Architecture. Recognizable by its drum-mounted central dome and elegant stack of roof cornices, the current building takes the form of a rectangle 15 metres wide by 20 metres long. The original church (8 x 17 m) is almost invisible from the outside. It is concealed by two later structures: two long 14th-century side chapels, to the north and south; and an exonarthex with four columns on the façade, added in the 19th century, to the west. Inside, however, the 1295 building is well preserved. It opens with a small narthex to the west. This is followed by the naos, dominated by the dome. The dome is supported by four pillars delimiting the choir and forming an inscribed cross plan. Finally, to the east, the sanctuary (reserved for the clergy) includes the altar, which ends in an apse, with two small areas on either side for the preparation of the liturgy ("mass" for the Orthodox). At first glance, the exterior materials resemble those of a traditional southern Balkan house: walls made of uncut stone, themselves bound with a lot of mortar and set between beech beams. These are fairly recent parts, of no real value. But if you look up at the dome or go to the apse, you'll find much more elaborate Byzantine techniques: "cloisonné" walls with cut stones set between flat bricks, and complex brick assemblies used to create a variety of patterns (meanders, checkerboard, etc.).

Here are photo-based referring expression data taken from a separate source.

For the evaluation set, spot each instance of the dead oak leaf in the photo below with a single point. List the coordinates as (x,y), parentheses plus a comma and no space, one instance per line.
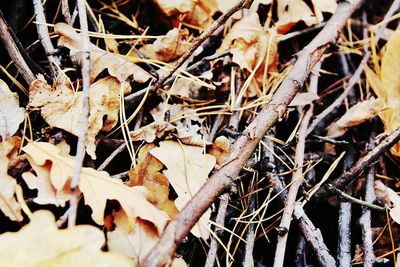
(386,86)
(147,173)
(40,243)
(97,187)
(8,204)
(187,171)
(357,114)
(168,47)
(100,59)
(61,107)
(11,115)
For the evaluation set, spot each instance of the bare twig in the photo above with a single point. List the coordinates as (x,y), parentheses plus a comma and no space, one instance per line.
(344,222)
(348,176)
(13,51)
(365,218)
(80,151)
(44,37)
(356,75)
(297,179)
(244,146)
(65,11)
(199,40)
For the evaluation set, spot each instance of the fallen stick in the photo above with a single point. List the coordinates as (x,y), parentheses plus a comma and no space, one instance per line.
(243,148)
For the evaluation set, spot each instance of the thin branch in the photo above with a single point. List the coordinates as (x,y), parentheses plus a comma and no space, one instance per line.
(80,151)
(199,40)
(13,51)
(356,75)
(348,176)
(65,11)
(244,146)
(44,38)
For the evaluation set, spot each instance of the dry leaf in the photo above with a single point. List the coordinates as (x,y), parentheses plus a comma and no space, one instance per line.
(187,171)
(302,99)
(40,243)
(152,131)
(390,198)
(99,59)
(8,204)
(290,12)
(248,41)
(62,107)
(147,173)
(220,149)
(357,114)
(168,47)
(252,47)
(387,86)
(97,187)
(328,6)
(11,115)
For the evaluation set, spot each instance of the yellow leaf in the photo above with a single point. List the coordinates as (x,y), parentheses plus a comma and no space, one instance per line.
(62,107)
(147,173)
(11,115)
(99,59)
(168,47)
(40,243)
(290,12)
(357,114)
(8,204)
(387,86)
(97,187)
(187,171)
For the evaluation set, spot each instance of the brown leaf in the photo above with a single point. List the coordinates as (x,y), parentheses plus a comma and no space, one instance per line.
(8,204)
(97,187)
(147,173)
(187,171)
(387,86)
(11,115)
(40,243)
(357,114)
(99,59)
(61,107)
(168,47)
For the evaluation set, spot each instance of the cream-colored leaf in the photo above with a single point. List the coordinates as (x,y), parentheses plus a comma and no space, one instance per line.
(62,107)
(168,47)
(389,196)
(99,59)
(11,115)
(290,12)
(187,171)
(40,243)
(152,131)
(359,113)
(8,204)
(97,187)
(320,6)
(302,99)
(387,86)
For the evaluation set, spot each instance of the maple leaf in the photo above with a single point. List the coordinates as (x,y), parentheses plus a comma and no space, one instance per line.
(8,204)
(97,187)
(386,86)
(62,107)
(168,47)
(11,115)
(99,59)
(187,171)
(40,243)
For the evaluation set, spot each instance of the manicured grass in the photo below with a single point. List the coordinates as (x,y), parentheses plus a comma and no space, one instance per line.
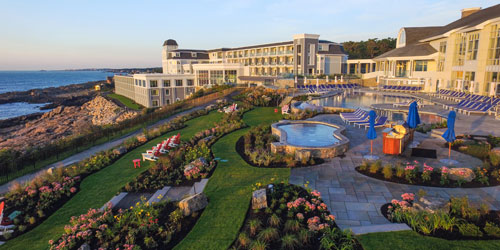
(100,187)
(125,101)
(229,189)
(412,240)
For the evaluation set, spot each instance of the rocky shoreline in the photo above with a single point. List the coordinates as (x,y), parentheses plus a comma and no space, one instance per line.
(75,108)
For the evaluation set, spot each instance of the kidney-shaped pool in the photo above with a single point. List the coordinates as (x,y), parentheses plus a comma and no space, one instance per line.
(309,134)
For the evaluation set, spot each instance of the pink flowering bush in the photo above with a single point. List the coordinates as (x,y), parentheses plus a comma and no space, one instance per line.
(142,227)
(294,212)
(426,174)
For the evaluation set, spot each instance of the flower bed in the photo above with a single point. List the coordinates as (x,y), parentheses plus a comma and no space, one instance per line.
(259,96)
(294,219)
(170,169)
(255,148)
(456,221)
(42,196)
(424,175)
(157,226)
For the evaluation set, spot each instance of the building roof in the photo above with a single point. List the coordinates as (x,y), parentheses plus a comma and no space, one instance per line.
(470,20)
(188,54)
(418,49)
(253,46)
(334,49)
(415,34)
(170,42)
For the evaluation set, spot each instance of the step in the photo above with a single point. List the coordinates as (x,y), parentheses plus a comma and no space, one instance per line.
(198,187)
(158,195)
(115,200)
(390,227)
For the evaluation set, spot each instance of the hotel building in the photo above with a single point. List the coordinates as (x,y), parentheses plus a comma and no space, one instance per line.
(463,55)
(184,70)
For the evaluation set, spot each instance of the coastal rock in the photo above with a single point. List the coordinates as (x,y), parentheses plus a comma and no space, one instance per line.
(461,173)
(62,121)
(119,151)
(194,203)
(259,199)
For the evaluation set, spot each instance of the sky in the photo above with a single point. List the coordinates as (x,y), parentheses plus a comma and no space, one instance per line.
(75,34)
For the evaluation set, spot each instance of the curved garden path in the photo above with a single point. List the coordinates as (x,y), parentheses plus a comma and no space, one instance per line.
(355,199)
(230,188)
(100,187)
(95,149)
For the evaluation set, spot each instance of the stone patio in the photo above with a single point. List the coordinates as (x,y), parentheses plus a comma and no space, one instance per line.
(356,199)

Michalis Astrapas and Eutychios. The most precious and beautiful frescoes are to be found in the original church, particularly in the naos. These consist of four cycles illustrating the liturgy (life of the Mother of God, life of Christ, Passion of Christ, great Orthodox feasts) and a vast series of portraits of saints (martyrs, Church fathers, prophets, local saints, etc.). They were painted in 1294-1295 by Michalis Astrapas and Eutychios. These two Greek brothers from Thessalonica were among the most important Balkan artists of the Middle Ages. Both painters discreetly signed their work. The inscription "By the hand of Michalis" appears on the sword of Saint Mercury and on the cloak of Saint Demetrios. The name Eutychios can be seen on the cloak of Saint Procopius. Michalis Astrapas ("Michael the Lightning") and Eutychios (sometimes called Eutychès in French) were trained by the monk-painters of Mount Athos. This was their first major work. Later, the two brothers entered the service of the Serbian king Milutin. For him, they created the decor for three other churches in Kosovo and Serbia, now classified as Unesco World Heritage sites. In the Republic of Macedonia, we owe them the remarkable frescoes of the Church of St. George in Staro Nagoričane (1318), near Kumanovo, and those of the Church of St. Nicetas (1324), near Skopje. With the decoration of the Mother of God-Perivleptos, the two painters broke with the maniera graeca (classical Byzantine style), which was very rigid, by doing much more than describing biblical episodes. They convey emotions through almost unprecedented scenes of tenderness. And with graphic innovations such as the use of perspective, realistic expressions and floating figures, they heralded the revival of European painting. Ten years later, most of their discoveries were to be found in the frescoes of the Scrovegni chapel in Padua, Italy, the first masterpiece by Giotto, the precursor of the Italian Renaissance.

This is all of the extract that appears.